Preferisco chiudere la storia e lasciarvi con l’ultima battuta di Diego.
È stato divertente entrare
e vivere nel mondo di D&G e lo stesso spero lo sia stato per voi.
Grazie a tutti. Proprio tutti-tutti, in primis a Kukiness
per la pazienza.
Bene, * distribuisce
fazzoletti * finiamola qua, prima che ci commuoviamo tutti.
L’ultima scena è quella
che ha fatto partire il tutto.
Ora non dico più niente.
Lascio a voi la parola.
Buona lettura
Lights
Forse…
sì, o proprio no!
Silenzio.
Ecco cosa regna tra di noi
da diversi giorni: silenzio.
Non mi parli. Non mi
guardi. Mi senti, mi respiri, mi sfiori, ma la risposta è sempre solo…
silenzio.
Io esisto, io vivo ma in
realtà io non sono con te.
L’hai fatto allora e lo
stai facendo ora. In fondo non cambi mai.
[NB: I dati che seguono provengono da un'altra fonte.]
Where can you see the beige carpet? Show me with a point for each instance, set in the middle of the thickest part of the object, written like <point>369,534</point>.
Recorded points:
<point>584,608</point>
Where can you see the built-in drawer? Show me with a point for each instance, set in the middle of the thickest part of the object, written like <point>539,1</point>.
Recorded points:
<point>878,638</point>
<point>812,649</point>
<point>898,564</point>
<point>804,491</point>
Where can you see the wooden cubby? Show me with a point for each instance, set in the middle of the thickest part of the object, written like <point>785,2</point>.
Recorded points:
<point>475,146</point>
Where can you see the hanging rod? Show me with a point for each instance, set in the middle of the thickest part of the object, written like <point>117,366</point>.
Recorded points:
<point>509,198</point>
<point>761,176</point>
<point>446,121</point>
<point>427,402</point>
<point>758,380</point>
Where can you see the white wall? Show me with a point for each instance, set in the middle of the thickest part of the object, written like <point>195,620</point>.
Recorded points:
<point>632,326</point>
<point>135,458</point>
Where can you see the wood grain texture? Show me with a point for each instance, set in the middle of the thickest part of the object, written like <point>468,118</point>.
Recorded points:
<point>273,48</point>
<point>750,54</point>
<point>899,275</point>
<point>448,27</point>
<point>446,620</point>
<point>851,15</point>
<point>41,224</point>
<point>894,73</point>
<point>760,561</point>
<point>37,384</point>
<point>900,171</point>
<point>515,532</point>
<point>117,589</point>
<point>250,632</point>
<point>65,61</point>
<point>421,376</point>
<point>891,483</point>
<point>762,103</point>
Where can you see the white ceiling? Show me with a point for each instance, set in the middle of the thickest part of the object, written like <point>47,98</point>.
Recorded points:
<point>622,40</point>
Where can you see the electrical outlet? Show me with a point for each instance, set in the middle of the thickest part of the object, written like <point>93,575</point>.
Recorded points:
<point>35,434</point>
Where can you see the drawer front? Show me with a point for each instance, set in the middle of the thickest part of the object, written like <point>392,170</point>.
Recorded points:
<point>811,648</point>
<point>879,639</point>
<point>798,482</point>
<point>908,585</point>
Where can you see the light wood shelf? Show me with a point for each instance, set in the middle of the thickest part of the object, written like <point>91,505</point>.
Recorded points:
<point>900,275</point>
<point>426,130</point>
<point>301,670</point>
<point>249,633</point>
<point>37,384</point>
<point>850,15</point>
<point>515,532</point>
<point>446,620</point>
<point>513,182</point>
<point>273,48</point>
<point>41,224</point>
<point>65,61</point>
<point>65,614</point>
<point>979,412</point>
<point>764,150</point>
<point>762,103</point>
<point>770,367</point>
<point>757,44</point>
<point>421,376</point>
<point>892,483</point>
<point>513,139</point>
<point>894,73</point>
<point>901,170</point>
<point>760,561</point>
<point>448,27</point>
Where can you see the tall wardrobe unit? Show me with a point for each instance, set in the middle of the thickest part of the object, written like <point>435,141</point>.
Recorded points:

Hai la tua strategia ed è così
efficace che neanche questa volta riesco a trovare una crepa per abbattere il
tuo muro.
Lo sguardo scivola su di
te indeciso su come agire, perché qualsiasi cosa io faccia, sarà vana. Questa
volta non demordo, ti dimostrerò fino allo sfinimento che io voglio te. E tu,
alla fine, cederai, lo so, perché i miei attacchi faranno crollare quel muro.
Lo so.
Mi alzo piano dal divano e
mi avvicino a te che stai finendo di lavare i piatti della cena. Sono pronto.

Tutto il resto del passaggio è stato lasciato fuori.